Le contrat, pour mieux contrer les éventuelles pressions des opérateurs

Face à l’envolée des prix des matières premières, l’indicateur prix de revient interprofessionnel est un élément indispensable au sein des contrats.

Il convient de rappeler que, dans le cadre de la loi Égalim 2, l’éleveur doit établir sa proposition de contrat à son premier acheteur et non l’inverse. Et le prix de revient interprofessionnel (selon la méthodologie de calcul en date du 22 mai 2019) - et non un autre ! - est, dans cette proposition, le socle indispensable à toute négociation, et doit donc être majoritaire. Le résultat de la mécanique de prix issue de la négociation, et présente dans le contrat, ne sera alors plus négociable par l’aval de la filière.

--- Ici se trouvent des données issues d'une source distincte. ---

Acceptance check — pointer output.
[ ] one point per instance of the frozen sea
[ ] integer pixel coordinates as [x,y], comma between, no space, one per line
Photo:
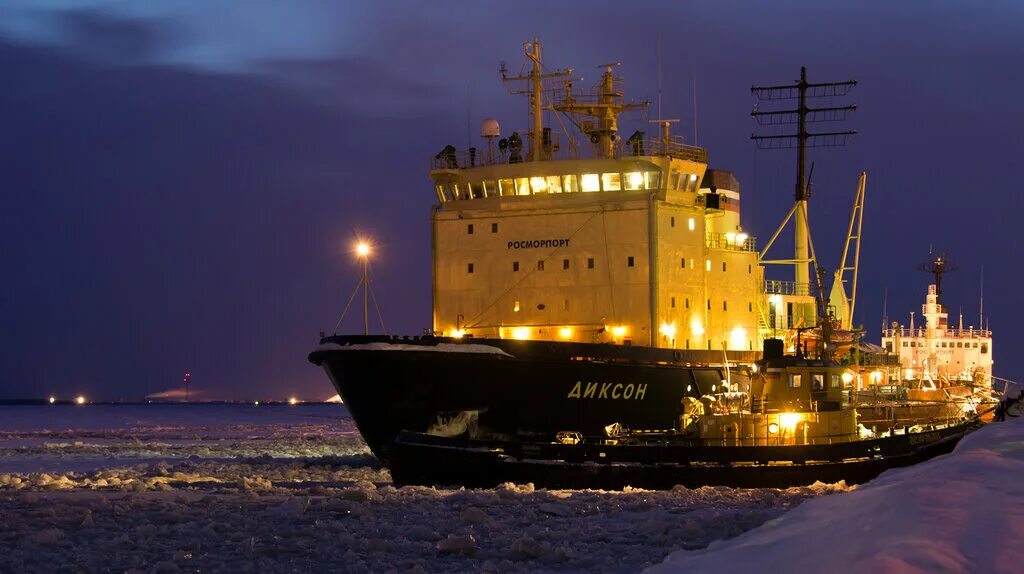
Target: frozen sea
[244,488]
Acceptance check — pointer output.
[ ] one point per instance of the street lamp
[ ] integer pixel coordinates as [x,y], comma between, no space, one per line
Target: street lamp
[363,251]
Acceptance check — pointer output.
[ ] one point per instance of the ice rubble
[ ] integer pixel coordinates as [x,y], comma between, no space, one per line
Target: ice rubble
[303,494]
[961,513]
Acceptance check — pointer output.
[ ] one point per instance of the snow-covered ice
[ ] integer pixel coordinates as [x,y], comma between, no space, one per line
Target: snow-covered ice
[960,513]
[244,488]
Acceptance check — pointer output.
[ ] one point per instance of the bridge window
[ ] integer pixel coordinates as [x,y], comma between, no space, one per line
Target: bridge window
[590,182]
[522,186]
[611,181]
[652,180]
[634,181]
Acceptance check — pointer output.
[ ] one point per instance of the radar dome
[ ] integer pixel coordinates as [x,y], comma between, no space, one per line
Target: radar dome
[489,128]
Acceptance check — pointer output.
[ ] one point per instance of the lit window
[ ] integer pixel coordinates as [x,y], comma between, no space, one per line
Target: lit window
[590,182]
[652,180]
[634,181]
[611,181]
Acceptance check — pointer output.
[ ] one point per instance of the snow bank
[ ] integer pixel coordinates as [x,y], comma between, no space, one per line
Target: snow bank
[960,513]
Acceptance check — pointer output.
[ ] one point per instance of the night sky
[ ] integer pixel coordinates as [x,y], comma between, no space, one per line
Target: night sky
[182,181]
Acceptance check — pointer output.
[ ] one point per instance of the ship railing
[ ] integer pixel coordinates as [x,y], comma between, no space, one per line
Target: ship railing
[955,333]
[773,287]
[452,158]
[733,241]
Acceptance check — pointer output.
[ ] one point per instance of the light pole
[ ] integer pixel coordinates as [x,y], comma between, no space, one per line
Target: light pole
[363,250]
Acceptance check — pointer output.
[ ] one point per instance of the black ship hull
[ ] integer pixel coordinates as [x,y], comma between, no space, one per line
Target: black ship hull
[505,389]
[478,412]
[427,459]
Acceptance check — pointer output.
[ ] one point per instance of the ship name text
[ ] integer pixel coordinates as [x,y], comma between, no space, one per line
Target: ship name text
[539,244]
[607,391]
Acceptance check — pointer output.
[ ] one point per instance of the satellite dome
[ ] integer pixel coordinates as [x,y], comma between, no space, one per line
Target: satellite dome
[489,128]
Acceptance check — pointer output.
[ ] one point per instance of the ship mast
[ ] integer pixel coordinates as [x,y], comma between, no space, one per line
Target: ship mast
[536,77]
[802,115]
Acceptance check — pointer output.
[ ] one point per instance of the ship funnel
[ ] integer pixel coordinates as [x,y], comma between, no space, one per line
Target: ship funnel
[491,128]
[773,349]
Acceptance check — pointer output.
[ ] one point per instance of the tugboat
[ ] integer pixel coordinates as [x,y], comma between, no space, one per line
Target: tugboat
[597,307]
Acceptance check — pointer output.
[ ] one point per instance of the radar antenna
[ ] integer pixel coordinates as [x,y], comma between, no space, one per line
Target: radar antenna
[938,267]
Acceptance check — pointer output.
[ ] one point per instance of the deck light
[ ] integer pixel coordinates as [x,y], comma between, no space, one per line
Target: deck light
[668,329]
[790,420]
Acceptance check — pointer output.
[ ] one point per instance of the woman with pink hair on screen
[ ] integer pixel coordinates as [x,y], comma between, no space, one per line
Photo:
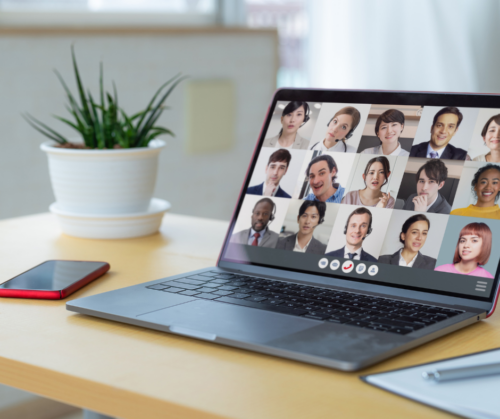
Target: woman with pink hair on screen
[473,249]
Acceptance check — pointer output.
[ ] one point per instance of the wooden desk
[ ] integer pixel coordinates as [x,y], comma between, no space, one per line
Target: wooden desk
[130,372]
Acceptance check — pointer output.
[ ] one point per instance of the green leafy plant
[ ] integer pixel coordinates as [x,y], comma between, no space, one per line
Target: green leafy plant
[105,125]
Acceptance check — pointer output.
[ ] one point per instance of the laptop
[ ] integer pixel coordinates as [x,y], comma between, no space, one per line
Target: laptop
[367,224]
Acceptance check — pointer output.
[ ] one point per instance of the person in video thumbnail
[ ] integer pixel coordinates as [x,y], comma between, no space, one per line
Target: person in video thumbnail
[388,129]
[259,233]
[311,214]
[430,179]
[322,172]
[357,228]
[486,188]
[473,249]
[294,116]
[413,236]
[340,128]
[276,168]
[376,175]
[444,127]
[491,138]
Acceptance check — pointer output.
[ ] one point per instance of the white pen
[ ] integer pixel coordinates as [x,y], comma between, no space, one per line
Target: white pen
[462,372]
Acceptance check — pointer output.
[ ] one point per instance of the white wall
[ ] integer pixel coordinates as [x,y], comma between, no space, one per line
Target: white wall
[139,61]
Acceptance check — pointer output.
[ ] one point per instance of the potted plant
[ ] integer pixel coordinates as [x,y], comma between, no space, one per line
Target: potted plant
[110,170]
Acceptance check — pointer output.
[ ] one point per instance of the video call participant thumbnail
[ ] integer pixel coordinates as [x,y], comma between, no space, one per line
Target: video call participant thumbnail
[473,249]
[376,175]
[444,126]
[486,188]
[294,116]
[259,233]
[311,214]
[276,168]
[340,128]
[491,138]
[430,179]
[322,172]
[388,129]
[357,228]
[413,236]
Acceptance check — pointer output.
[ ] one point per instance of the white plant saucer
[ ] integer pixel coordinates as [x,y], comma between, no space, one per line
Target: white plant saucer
[109,226]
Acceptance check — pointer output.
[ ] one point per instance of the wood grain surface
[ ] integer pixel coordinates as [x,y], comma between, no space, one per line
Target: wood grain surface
[131,372]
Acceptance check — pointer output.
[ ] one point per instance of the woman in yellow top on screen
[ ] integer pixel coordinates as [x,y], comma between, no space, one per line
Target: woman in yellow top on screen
[486,188]
[376,175]
[388,129]
[294,116]
[339,130]
[491,138]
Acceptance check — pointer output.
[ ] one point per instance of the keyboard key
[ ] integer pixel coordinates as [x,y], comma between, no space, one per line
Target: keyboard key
[157,286]
[238,295]
[274,301]
[199,277]
[223,292]
[220,281]
[207,296]
[174,289]
[335,319]
[256,299]
[186,286]
[189,293]
[227,288]
[359,323]
[267,307]
[189,281]
[317,315]
[205,289]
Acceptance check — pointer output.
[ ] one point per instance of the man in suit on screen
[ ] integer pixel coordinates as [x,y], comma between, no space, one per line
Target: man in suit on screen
[357,228]
[259,233]
[444,126]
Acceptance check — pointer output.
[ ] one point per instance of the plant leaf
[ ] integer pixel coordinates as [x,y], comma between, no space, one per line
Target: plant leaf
[53,135]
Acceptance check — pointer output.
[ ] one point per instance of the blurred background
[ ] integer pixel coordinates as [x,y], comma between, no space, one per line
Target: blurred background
[236,52]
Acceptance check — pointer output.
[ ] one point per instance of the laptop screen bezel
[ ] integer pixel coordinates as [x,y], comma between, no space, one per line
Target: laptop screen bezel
[473,100]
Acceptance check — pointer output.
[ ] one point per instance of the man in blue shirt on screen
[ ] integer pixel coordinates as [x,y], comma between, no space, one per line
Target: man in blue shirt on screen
[276,168]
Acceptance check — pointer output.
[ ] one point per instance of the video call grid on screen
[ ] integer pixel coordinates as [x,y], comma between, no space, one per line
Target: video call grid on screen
[399,169]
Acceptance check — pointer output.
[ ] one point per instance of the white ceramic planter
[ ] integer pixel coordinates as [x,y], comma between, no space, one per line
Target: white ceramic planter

Par la prise en compte de l’indicateur interprofessionnel dans le contrat, l’éleveur a l’assurance de garder une viabilité économique sur son exploitation, face aux aléas extérieurs (flambée des matières premières, réforme de la Pac, hausse du Smic …). Par le contrat, l’éleveur est aussi assuré, de mieux contrer les éventuelles pressions à la baisse, saisonnières ou non, appliquées par les opérateurs. Il convient également de rappeler que la prise en compte de l’indicateur interprofessionnel dans un contrat, amène toujours à une meilleure valorisation que le prix du marché, même quand celui-ci augmente fortement comme en 2022.
Enfin, cela permet de donner de la visibilité aux éleveurs, à la filière, comme aux financeurs pour accompagner les jeunes. Avec la moitié des éleveurs qui partiront à la retraite dans les dix années à venir, le renouvellement des générations est urgent.